Eudaimonic happiness is more challenging; it requires awareness, intention, and the ability to break free from a life set to autopilot.

It requires we ease off the pursuit of short-term pleasure seeking.

Eudaimonic happiness is a long game; it requires long-term thinking. 

The cool thing about eudaimonic happiness is that it’s sticky. 

This means that after the experience is over, the feeling of meaning, purpose, and fulfillment sticks around. 

It ripples out to all areas of life and makes life richer and more profound; it creates an extraordinary life story and is what creates a legacy. 

Eudaimonic happiness leaves a mark on the soul. 

Eudaimonic happiness isn’t chased; it’s created. 

We create a life worth living by shifting the paradigm and introducing more actions that produce eudaimonic happiness. 

So, how do we shift toward eudaimonic well-being?

Here are 9 simple strategies to do just that. 

  1. Seek flow states.
  2. Value your physical and mental health.
  3. Appreciate and cultivate your deep connections.
  4. Know your values and aspire to live a value-driven life.
  5. Reflect on classical virtues that speak to you and put them into action.
  6. Aim for harmony; don’t banish hedonic pleasure from your life completely.
  7. Be clear about your long-term goals and aim to take daily steps toward them.
  8. Experience beauty, awe, and wonder in nature, museums, or novel activities. 
  9. Aspire to do good, to serve something bigger than yourself.

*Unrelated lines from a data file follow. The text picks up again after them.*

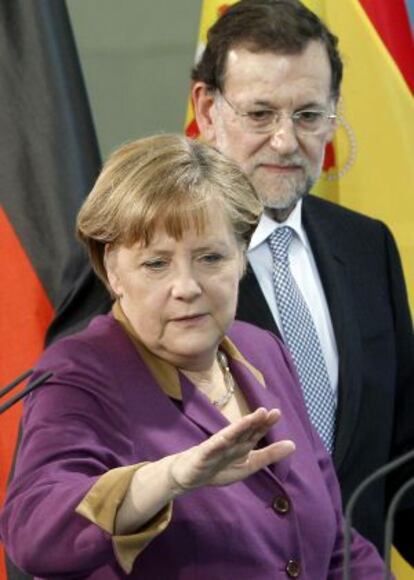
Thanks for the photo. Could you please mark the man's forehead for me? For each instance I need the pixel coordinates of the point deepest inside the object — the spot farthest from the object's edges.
(268, 72)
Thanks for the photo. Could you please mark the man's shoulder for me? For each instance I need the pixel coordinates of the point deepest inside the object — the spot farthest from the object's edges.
(328, 209)
(342, 226)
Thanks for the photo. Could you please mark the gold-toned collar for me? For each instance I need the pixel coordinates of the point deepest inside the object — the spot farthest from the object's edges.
(166, 374)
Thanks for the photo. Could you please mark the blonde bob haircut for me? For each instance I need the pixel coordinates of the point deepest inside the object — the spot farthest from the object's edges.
(165, 181)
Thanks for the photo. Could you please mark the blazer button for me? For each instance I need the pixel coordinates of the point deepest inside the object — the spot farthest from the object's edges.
(281, 505)
(293, 569)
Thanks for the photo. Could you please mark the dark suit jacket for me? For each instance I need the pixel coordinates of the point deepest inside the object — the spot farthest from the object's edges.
(361, 273)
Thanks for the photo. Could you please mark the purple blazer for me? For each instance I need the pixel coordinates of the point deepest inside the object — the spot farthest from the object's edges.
(103, 409)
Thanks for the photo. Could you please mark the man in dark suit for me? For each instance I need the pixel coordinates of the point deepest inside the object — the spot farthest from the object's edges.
(265, 94)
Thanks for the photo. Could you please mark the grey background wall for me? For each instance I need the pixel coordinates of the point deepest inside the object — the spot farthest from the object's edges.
(136, 56)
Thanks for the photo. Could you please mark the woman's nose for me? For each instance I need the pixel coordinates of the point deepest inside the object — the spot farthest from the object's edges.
(185, 285)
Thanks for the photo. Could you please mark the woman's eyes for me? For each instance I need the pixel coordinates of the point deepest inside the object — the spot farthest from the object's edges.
(155, 265)
(159, 264)
(212, 258)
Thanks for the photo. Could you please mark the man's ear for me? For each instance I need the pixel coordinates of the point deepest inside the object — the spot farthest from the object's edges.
(203, 102)
(333, 125)
(110, 262)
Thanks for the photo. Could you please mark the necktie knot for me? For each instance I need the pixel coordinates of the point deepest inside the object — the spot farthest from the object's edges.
(279, 242)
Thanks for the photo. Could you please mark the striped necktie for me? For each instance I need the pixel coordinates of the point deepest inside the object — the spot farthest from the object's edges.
(302, 339)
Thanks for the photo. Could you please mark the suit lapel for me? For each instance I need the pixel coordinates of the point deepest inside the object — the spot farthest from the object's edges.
(252, 305)
(325, 237)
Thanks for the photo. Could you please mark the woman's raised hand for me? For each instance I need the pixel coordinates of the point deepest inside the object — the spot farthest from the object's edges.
(229, 455)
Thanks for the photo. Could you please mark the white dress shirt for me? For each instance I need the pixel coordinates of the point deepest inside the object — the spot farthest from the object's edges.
(306, 275)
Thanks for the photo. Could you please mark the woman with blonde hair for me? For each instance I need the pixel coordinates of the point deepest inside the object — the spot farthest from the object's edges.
(172, 442)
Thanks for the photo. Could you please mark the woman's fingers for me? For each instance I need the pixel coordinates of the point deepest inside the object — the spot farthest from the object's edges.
(244, 429)
(259, 458)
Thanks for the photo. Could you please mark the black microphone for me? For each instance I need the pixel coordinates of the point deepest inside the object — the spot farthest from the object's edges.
(377, 474)
(389, 522)
(30, 387)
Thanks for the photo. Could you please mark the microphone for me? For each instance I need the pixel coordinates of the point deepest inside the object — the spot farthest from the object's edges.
(30, 387)
(389, 522)
(377, 474)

Bonus: Feeling good will follow.

The goal is not to eliminate hedonic activities; that’s unrealistic and unhealthy. 

There are two primary goals:

1. Identify the hedonic activities that suck the energy out of you, that don’t serve your long-term vision for your life, and that when you’re done with them, you wish you had your time back. 

2. Replace those activities with eudaimonic activities so you can fill the success-sized hole in your life with mission, meaning, purpose, and fulfillment. 

A great place to start the journey is by asking,

When was the last time you felt fully alive?”  

We must sit with this question in quiet reflection. 

What exactly were you doing?  

Where were you? Who were you with? Engage all the senses, sight, sound, touch, and smell.

When we experience this moment in exquisitely rich detail in our minds, we can analyze it precisely. 

What was significant about that moment?

What can you learn from this experience? 

Which core ingredients for flourishing can be extracted from that scene?

When we explore this question meaningfully, we reconnect with ourselves and open up to a new way of thinking. 

One that allows us to cultivate harmony in our happiness by letting go of the chase and instead creating our happiness. 

Transforming our role from chaser to creator makes our lives meaningful again.